L’image d'un compositeur sucré s’altère. Notre époque semble nuancer la patine galante dont on a paré Mozart. C’est comme si l’on s’était ingénié à écarter tout ce qui pouvait rappeler le poids des souffrances, le sceau de la tragédie. L'enfant Mozart contre l'homme Mozart. Pourquoi le génie musical, doit-il forcément rester cet éternel prodige divin, adulé au XIX ème, idôlatré même jusqu’à l’indigestion par les chocolatiers de Salzbourg. Pourtant la grâce qui a marqué son inspiration n’empêche pas la gravité ni l’inquiétude.

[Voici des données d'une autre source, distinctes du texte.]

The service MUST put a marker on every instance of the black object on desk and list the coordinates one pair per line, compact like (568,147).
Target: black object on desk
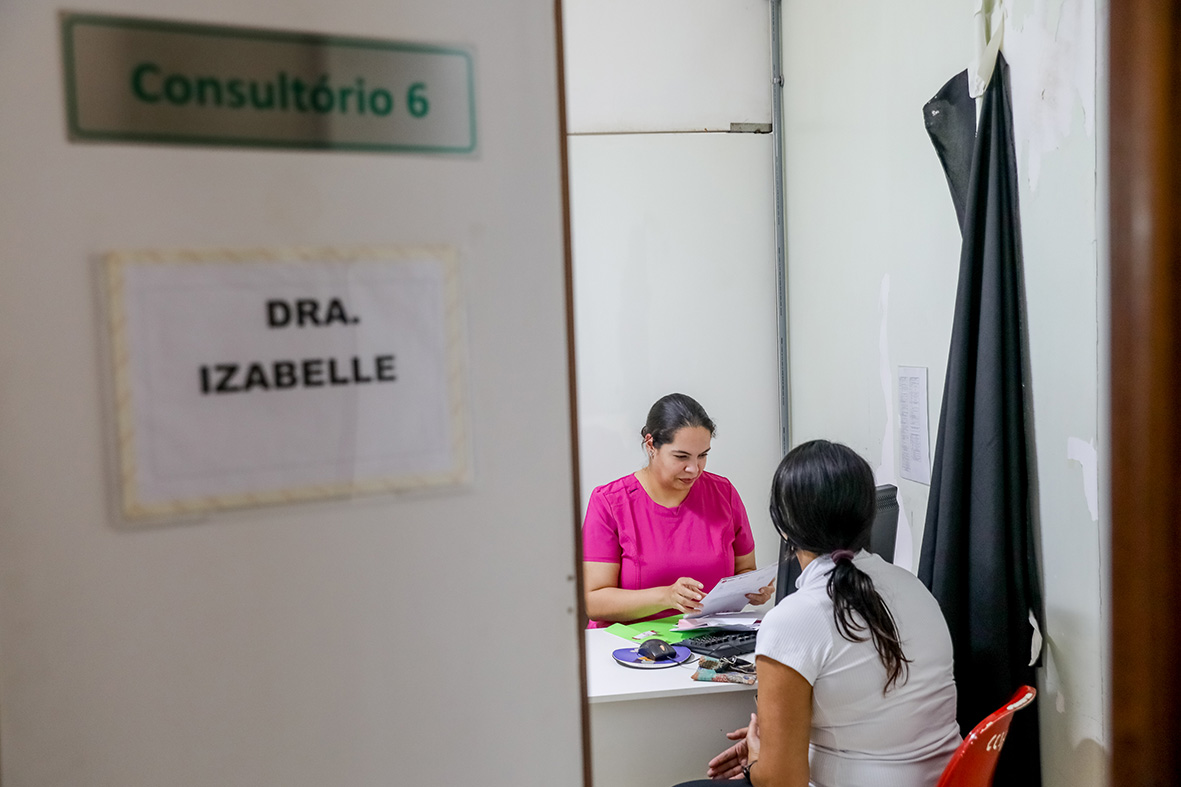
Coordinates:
(721,644)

C’est en souhaitant rompre avec l’imagerie traditionnelle, que nous avons choisi de nous pencher sur les épisodes et les aspects de sa vie qui méritaient une nouvelle évaluation.
A l’image du nouveau portrait découvert à Berlin, le plus émouvant peut-être, voici « notre Mozart », réactualisé à l’aune des récentes découvertes.
Nouveau portrait
Que nous donne à voir le portrait de Johann Georg Edlinger, conservé au musée de Berlin et qui vient d’être récemment identifié ? C’est un exceptionnel témoignage qui saisit les traits du musicien âgé de 34 ans en 1790, soit un an avant sa mort.
Plusieurs détails nous surprennent. Le regard est ouvert, souriant, fraternel. La bouche esquisse un léger sourire. Le modèle assis, pose détendue, incite à la conversation et au dialogue. Manifestement cet homme respire la sympathie et même la chaleur fraternelle.
Curieusement rien n’indique son état de musicien ni de compositeur. Ni partition ni instrument ni même une boule de billard, comme on aime l’imaginer. Il ne porte pas de veste brodé, galonnée d’or ni d’insignes ostentatoires. Les yeux sont à notre hauteur : pas de distance ni de grandeur. Il est notre égal. Mais tout cela s’agissant de Mozart, nous le savions déjà.
Le dernier portrait de Berlin donne un pendant au tableau inachevé de Mozart, peint par Joseph Lange vers 1789 et conservé à Salzbourg. Complémentaire au premier, le second offre un profil du musicien, sombre et réfléchi, étonnamment concentré. Les deux, de notre point de vue, correspondent à une vision plus juste de Mozart, au crépuscule de sa carrière.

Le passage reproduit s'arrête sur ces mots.